As Bennett noted in his analysis, "it's very easy to look at this and think this is a very boring or very lazy approach to songwriting".

"But there's also an element of 'if it ain't broke, don't fix it,'" he said.

"Taylor Swift is obviously a very successful artist and she obviously hasn't been hampered by the fact she keeps using the same chord progression.

"If anything, that might be one of the selling points of her music — if you enjoy these chord progressions then even though the songs might all start sounding quite similar, if you like the sound of that chord progression, then that won't necessarily be a complaint for you.

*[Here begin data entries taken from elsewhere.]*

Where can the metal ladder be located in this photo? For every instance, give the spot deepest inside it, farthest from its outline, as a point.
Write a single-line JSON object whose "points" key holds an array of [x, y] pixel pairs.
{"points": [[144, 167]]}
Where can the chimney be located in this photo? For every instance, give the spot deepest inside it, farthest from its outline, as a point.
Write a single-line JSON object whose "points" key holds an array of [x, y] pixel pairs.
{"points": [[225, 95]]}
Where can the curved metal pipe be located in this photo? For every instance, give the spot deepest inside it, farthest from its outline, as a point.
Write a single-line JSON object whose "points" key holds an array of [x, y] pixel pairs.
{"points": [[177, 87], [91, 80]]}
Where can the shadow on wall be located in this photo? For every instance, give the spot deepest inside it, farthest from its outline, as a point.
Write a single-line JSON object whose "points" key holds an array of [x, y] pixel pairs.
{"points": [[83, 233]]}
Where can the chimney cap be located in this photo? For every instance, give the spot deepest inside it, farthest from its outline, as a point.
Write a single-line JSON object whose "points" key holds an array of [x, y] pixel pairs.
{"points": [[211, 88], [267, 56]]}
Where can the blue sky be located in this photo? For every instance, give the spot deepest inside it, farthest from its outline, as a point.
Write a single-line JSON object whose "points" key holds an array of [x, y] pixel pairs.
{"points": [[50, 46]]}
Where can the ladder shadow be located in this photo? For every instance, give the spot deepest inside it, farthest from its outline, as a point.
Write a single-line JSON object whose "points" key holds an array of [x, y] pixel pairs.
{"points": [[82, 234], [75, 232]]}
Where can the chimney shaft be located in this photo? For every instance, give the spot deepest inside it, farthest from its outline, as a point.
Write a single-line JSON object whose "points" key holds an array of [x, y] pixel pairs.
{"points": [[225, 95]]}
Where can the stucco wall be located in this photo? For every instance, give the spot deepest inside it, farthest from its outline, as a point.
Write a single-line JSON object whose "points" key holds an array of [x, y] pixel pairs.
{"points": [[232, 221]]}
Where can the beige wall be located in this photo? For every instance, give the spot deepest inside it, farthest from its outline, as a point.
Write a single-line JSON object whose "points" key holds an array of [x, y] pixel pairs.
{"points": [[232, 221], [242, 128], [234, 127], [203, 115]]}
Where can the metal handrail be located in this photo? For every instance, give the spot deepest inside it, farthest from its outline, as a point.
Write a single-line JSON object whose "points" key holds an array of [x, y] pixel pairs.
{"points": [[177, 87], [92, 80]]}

"Chord progressions are ultimately like colours — they are sets of colours that we can use as a foundation to create something more.

"A chord progression alone is not a song, and therefore recycling the same chord progression is not necessarily a bad thing."

Dr O'Regan agrees.

"If you think of early folk or early country music, often it was only three chords," she said.

"Same with the blues — it's a I-IV-V usually — and [part of] the reason for that is the words are there to shine."

She said the Axis Progression was actually an example of diversity within music, not repetition.

"That's something I love about pop music," Dr O'Regan said.

"You don't have to know all the chords — if you have four, look what you can make, look at all the hundreds of songs that come out of a chord progression like this.

"It really shows the beauty and craft of a great pop song, that you could take this same musical material and it can be expanded in all these different beautiful ways, from Let It Be by The Beatles to Bad Blood by Taylor Swift."